Zwei Klassen der Fachschule für Sozialpädagogik brachten mit dem Stück S(ch)ichtwechsel ein besonderes Theaterprojekt auf die Bühne. Entwickelt und inszeniert wurde das Stück von einer Schülerin, die sowohl das Drehbuch schrieb als auch die Regie übernahm. Die Aufführung fand in der Schulaula statt und richtete sich an Schüler/innen der verschiedenen Ausbildungsgänge
Der Start des Projekts lag zunächst im Unterricht: Bevor die praktische Theaterarbeit begann, setzten sich die Lernenden mit dramatologischen Grundlagen auseinander. Anhand von Texten und Inszenierungen von Bertolt Brecht und Arthur Schnitzler wurden zentrale Aspekte des Theaters – etwa Rollenverständnis, Verfremdungseffekt und die gesellschaftliche Funktion von Bühnenkunst – erarbeitet. Dieses theoretische Fundament bildete die Grundlage für die spätere Stückentwicklung.
Das selbst entwickelte Stück S(ch)ichtwechsel erzählt die Geschichte von Jonas, der als neuer Erzieher in einer Wohngruppe zu arbeiten beginnt. Im Verlauf des Geschehens verschwimmen jedoch zunehmend die Grenzen zwischen Realität und Wahrnehmung: Jonas erkennt schließlich, dass er selbst Teil der Einrichtung ist. Als ehemaliger Bewohner versucht er, durch eine neue Rolle wieder Halt zu finden. Mit dieser Idee beleuchten die Beteiligten Fragen nach Identität, Empathie und professioneller Nähe im erzieherischen Alltag.
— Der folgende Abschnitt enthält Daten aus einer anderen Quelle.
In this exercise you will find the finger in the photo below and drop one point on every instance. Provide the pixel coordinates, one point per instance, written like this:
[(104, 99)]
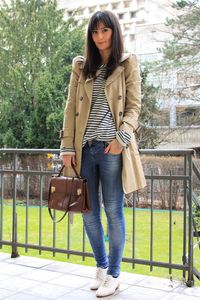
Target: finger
[(74, 160), (107, 149)]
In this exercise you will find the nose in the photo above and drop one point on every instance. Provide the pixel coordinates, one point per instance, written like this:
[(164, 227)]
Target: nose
[(99, 35)]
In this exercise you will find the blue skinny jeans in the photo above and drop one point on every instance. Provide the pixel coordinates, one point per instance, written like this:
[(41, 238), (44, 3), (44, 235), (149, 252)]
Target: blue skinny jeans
[(105, 168)]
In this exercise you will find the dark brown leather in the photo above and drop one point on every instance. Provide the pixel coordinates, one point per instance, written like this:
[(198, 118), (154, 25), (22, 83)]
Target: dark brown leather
[(68, 194)]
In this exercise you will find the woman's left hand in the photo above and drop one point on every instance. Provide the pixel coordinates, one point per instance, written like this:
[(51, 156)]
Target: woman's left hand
[(114, 147)]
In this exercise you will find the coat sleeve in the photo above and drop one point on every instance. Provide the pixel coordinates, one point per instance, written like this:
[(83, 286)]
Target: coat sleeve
[(68, 131), (133, 95)]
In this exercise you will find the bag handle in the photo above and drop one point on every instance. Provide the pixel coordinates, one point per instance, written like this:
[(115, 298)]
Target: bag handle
[(50, 212), (73, 167), (59, 174)]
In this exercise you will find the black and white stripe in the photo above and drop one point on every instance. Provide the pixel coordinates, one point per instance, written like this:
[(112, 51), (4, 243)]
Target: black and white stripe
[(100, 124)]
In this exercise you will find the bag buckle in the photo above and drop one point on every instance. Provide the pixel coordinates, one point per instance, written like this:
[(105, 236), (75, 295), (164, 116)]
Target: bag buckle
[(53, 189), (79, 191)]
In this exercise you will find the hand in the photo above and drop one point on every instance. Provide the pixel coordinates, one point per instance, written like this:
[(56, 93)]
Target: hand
[(114, 147), (68, 160)]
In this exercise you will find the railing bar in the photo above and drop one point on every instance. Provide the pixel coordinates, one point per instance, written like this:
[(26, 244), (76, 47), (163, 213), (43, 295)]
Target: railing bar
[(133, 229), (54, 233), (84, 243), (14, 213), (27, 210), (170, 225), (68, 236), (87, 254), (184, 217), (190, 229), (168, 152), (151, 234), (1, 208), (40, 211), (159, 177)]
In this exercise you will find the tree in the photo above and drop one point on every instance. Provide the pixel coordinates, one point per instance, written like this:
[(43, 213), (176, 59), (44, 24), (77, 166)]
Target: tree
[(36, 51), (181, 54), (146, 133)]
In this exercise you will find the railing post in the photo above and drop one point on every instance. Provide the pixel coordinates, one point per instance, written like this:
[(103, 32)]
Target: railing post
[(14, 215), (190, 281), (1, 207)]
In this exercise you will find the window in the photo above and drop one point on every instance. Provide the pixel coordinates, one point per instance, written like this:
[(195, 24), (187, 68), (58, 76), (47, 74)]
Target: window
[(162, 118), (70, 13), (132, 37), (91, 9), (127, 27), (187, 116), (127, 3), (120, 16), (103, 7), (132, 14), (115, 5)]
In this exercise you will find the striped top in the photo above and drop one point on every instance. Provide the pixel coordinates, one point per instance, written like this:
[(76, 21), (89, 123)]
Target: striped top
[(100, 125)]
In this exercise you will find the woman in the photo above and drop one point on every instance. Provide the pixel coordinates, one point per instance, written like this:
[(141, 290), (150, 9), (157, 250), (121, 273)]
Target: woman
[(98, 137)]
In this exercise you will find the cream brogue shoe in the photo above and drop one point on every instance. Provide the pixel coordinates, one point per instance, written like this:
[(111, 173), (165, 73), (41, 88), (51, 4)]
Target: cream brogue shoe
[(98, 279), (108, 286)]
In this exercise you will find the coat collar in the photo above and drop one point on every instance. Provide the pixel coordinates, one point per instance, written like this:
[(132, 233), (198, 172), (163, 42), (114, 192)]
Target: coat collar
[(110, 79)]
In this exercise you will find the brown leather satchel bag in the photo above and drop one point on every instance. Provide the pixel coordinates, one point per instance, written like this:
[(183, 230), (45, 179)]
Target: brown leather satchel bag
[(68, 194)]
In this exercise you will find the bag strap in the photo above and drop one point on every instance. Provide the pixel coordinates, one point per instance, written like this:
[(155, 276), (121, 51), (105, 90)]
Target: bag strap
[(73, 167), (50, 212)]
Für einen Vormittag erhielt die Gruppe Unterstützung durch eine Theaterpädagogin des Theaters Duisburg. Sie gab wertvolle Impulse zu Körpersprache, Präsenz und Ausdruck, die die Teilnehmenden in den weiteren Proben umsetzten. Die gemeinsame Arbeit zweier Berufsschulklassen, die den Erzieher/innenberuf auf unterschiedliche Weise erlernen, brachte unterschiedliche Perspektiven zusammen und machte deutlich, wie vielfältig theaterpädagogische Ansätze in der Erzieher*innen Ausbildung genutzt werden können.
Die Aufführung in der Aula fand großen Anklang. Besonders das offene Ende des Stücks regte zum Denken an: Kann jemand gleichzeitig Hilfe geben und selbst Hilfe benötigen? S(ch)ichtwechsel zeigte, dass pädagogische Themen durch Theater nicht nur darstellbar, sondern auch emotional erfahrbar werden.